Nutella Cinnamon Buns

This recipe has been one of the few that I am particularly proud of in my Epicurious Level 2 career. It combines the traditional aspects of my nana's Paska (Easter) bread recipe, with my love for Nutella.


Growing up, whenever we made bread with my nana using a traditional Slovak recipe, we would save the leftover dough to make cinnamon rolls. This recipe is just a more intentional version of how we would use those ingredients, adding in the signature chocolate hazelnut filling (which, just happens. to be a favorite of mine). Slather on some icing and you've got yourself the softest and most melt in your mouth cinnamon rolls you ever did see!



Nutella Cinnamon Buns

Gabrielle Chappel


Ingredients:

1 cup lukewarm water

½ cup whole milk

1 large egg

¼ cup (4 Tb) unsalted butter at room temp

5 cups unbleached AP flour (King Arthur recommended)

1 Tb instant yeast

2 Tb sugar

2 ½ tsp salt


2 Tb milk (to brush on dough)

½ cup Nutella

2 Tb ground cinnamon


1 Tb melted butter (for brushing)

Sugar (to sprinkle)


1 ¼ cup confectioners’ sugar

½ tsp vanilla extract

4 to 5 Tb heavy cream


2 x 9" cake pans, greased with melted butter or oil

(any baking dishes with sides would work too)



1. To make the dough: Mix and knead all of the dough ingredients — by hand/mixer — to make a soft, smooth dough.


2. Place the dough in a lightly greased bowl, and let it rise for 60 to 90 minutes, until it's noticeably puffy, almost double in size.


3. Transfer the risen dough to a lightly floured work surface, and pat or roll it into a 16"x12" rectangle (essentially the size of a baking sheet) . Brush the dough lightly with milk.


4. Heat Nutella in the microwave for 15-20 seconds so that it is easier to spread over the dough, spread using a rubber spatula, covering the entire surface of the dough.

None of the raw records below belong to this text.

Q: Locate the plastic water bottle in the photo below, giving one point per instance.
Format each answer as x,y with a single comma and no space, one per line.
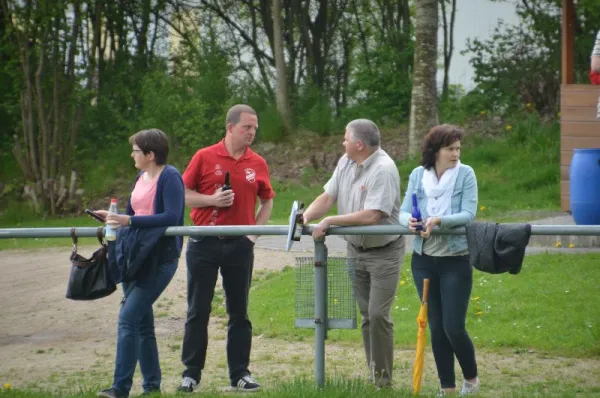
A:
111,229
417,214
227,185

Sprinkle with cinnamon.


5. Roll the dough into a log the long way; it'll stretch to about 20" long. Using a serrated knife, slice the log into inch thick slices. In order to cut down on drag, it helps to rinse the blade in hot water and wipe it off between slices.

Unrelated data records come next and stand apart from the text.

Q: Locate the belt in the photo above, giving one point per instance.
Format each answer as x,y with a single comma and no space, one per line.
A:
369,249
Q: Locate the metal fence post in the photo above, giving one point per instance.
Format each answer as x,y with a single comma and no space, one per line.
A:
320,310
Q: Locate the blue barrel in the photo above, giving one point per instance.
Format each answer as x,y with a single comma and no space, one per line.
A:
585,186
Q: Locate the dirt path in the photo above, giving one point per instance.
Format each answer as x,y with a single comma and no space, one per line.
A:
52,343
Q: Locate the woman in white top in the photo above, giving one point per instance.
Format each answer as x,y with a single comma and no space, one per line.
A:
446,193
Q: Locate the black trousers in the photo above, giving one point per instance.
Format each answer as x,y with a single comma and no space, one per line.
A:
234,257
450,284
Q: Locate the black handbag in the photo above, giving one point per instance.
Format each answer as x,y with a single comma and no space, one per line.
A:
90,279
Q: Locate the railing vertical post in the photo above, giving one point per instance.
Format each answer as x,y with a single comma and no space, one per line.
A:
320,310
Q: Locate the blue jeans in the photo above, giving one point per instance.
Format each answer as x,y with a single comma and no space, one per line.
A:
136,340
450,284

6. Space eight rolls in each of the prepared pans so they're not touching. Flatten them gently. Cover the pans, and let the rolls rise till they're noticeably puffy, about 1 ½ to 2 hours; they should spread out and start to crowd one another. Brush tops with melted butter and sprinkle with sugar.

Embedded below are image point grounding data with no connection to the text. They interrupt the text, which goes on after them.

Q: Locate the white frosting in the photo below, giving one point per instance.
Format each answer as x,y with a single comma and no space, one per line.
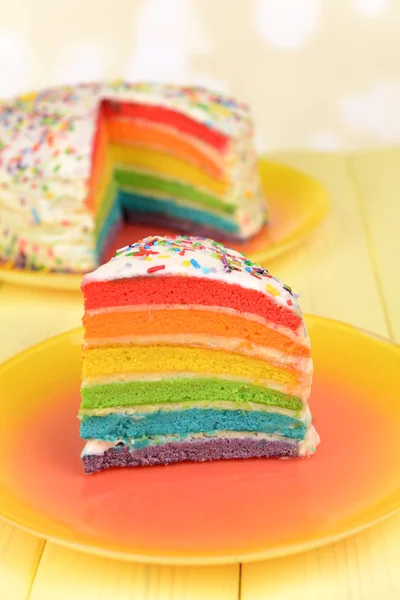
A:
97,447
202,258
227,344
223,310
304,414
45,161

9. While the rolls are rising, preheat the oven to 375°F. Bake the rolls till they're brown around the edges and begin to turn light golden brown across the center, about 20 minutes.


10. Make the icing while the rolls are baking. Using a hand mixer or whisk, combine the sugar, vanilla, and enough cream or milk to make a spreadable icing.


11. Remove the rolls from the oven, and let cool for 15-20 minutes before applying the icing, enjoy immediately!



This Paska Bread recipe is not the original from my nana, but it's based off of the King Arthur flour recipe - so I recommend using King Arthur flour for this recipe and for best results.